"I can’t get all the stability in life but I’d like some for my children to begin with and then slowly get more..."
Amaka is 24 years old and grew up in a village in Ebonyi state with seven younger siblings. Her family struggled to get by, rarely having enough food. As the eldest, she was responsible from a young age for providing for the household. She had a child very early in her life at the age of 12 and since then, has had four more. Desperate to change her situation, she saved money and one day, fled to the neighboring Anambra state. She does odd jobs and occasional farming to support her children, and uses her earnings to buy food reserves. Amaka aspires to be a "big" trader and use the money she earns to send her children to school one day. However, since leaving her home, she hasn’t been able to borrow, because she is seen as a stranger.

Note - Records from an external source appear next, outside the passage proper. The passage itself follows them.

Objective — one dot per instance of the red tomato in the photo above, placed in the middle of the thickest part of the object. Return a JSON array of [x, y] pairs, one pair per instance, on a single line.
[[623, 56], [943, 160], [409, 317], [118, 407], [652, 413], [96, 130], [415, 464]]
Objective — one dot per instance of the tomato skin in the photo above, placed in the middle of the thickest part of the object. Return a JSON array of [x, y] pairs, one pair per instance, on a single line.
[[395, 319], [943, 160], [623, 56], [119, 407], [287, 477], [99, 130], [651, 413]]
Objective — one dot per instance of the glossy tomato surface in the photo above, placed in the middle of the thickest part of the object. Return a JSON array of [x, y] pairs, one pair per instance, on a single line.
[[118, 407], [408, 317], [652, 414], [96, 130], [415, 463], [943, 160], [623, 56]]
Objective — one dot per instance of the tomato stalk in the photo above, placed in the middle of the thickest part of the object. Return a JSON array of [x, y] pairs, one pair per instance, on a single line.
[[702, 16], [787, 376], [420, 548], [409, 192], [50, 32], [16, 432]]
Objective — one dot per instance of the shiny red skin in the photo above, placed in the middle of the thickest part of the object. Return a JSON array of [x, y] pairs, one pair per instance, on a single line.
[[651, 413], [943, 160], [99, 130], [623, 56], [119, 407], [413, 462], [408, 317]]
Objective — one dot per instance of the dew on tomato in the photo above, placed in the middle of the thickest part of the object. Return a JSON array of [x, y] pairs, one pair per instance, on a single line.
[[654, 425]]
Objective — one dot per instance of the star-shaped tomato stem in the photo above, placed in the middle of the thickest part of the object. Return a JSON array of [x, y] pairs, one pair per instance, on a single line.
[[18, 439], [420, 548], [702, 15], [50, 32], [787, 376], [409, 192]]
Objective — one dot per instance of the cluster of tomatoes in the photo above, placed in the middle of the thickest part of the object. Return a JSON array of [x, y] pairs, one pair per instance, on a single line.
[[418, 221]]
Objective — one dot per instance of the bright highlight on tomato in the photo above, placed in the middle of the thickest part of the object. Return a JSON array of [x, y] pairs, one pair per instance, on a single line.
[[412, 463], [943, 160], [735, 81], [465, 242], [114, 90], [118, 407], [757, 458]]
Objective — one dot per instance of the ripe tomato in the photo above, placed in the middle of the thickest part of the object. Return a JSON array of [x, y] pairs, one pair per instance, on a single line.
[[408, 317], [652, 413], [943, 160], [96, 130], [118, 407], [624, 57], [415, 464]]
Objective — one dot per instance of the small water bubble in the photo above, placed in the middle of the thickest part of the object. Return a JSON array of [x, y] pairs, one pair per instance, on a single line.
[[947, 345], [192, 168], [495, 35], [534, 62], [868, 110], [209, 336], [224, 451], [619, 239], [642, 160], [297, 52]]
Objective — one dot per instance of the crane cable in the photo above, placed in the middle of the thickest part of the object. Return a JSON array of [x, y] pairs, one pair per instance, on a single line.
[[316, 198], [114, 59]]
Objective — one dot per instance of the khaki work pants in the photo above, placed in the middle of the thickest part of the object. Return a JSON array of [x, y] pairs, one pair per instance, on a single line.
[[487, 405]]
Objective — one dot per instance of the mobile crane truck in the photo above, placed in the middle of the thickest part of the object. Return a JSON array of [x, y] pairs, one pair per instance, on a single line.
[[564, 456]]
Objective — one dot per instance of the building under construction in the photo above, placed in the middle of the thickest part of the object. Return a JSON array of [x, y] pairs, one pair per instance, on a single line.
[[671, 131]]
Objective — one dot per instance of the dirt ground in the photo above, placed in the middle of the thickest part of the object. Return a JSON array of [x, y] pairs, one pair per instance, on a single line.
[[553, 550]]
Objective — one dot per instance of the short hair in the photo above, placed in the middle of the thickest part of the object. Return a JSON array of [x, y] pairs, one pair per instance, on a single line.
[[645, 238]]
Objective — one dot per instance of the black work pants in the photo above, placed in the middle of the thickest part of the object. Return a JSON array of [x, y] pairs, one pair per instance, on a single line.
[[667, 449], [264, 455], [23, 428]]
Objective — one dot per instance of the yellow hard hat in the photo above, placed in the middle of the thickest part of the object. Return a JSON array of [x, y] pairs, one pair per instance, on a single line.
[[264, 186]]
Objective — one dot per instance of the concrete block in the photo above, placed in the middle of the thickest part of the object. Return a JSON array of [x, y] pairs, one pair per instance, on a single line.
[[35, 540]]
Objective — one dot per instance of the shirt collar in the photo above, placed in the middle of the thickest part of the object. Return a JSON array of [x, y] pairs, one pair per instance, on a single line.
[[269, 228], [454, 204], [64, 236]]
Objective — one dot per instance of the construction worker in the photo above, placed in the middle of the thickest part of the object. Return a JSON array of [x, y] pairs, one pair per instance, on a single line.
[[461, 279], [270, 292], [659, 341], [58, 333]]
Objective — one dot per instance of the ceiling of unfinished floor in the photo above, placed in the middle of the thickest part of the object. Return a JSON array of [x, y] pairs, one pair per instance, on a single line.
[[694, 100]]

Since moving to Anambra, what strategies have Amaka employed to slowly accumulate wealth and grow her family’s future?
by the numbers
Like Amaka, Dependent Individualists are mostly young, lower to middle socioeconomic status (SES), relatively poorly educated, married women who are confident in their own abilities. Approximately 24 million (22% of the Nigerian population) fall in this segment.
SOCIOECONOMIC (SES 1-3)
HIGH INCOME VOLATILITY
Dependent Individualists are the least financially healthy segment in Nigeria, though surprisingly they report facing the fewest types of financial shocks in the recent past. They have low and volatile income, driving cautiousness around spending, but making it difficult for them to plan and meet expenses, save towards goals, and build an asset base. Moreover, with only a minority identifying as primary household decision maker, they may have limited control over financial planning.
Financial Behavior & Attitudes
SAVINGS BEHAVIOR & ATTITUDES
Though most Dependent Individualists believe
they do not earn enough to save, nearly all save. Their savings frequency is quite low compared to the rest of Nigeria.
Their challenging economic circumstances may demand flexible financial strategies that favor
group savings through family over formal methods, such as mobile savings.
BORROWING BEHAVIOR & ATTITUDES
Just under half of Dependent Individualists borrow, making them the least frequent borrowers in Nigeria. Most are uncomfortable holding debt and do not consider themselves dependable, perhaps feeling unsure of their ability to repay.
Group borrowing and mobile borrowing are low, as most Dependent Individualists distrust social financial networks and banks. As such, their distance from formal financial institutions may limit their familiarity with formal credit providers.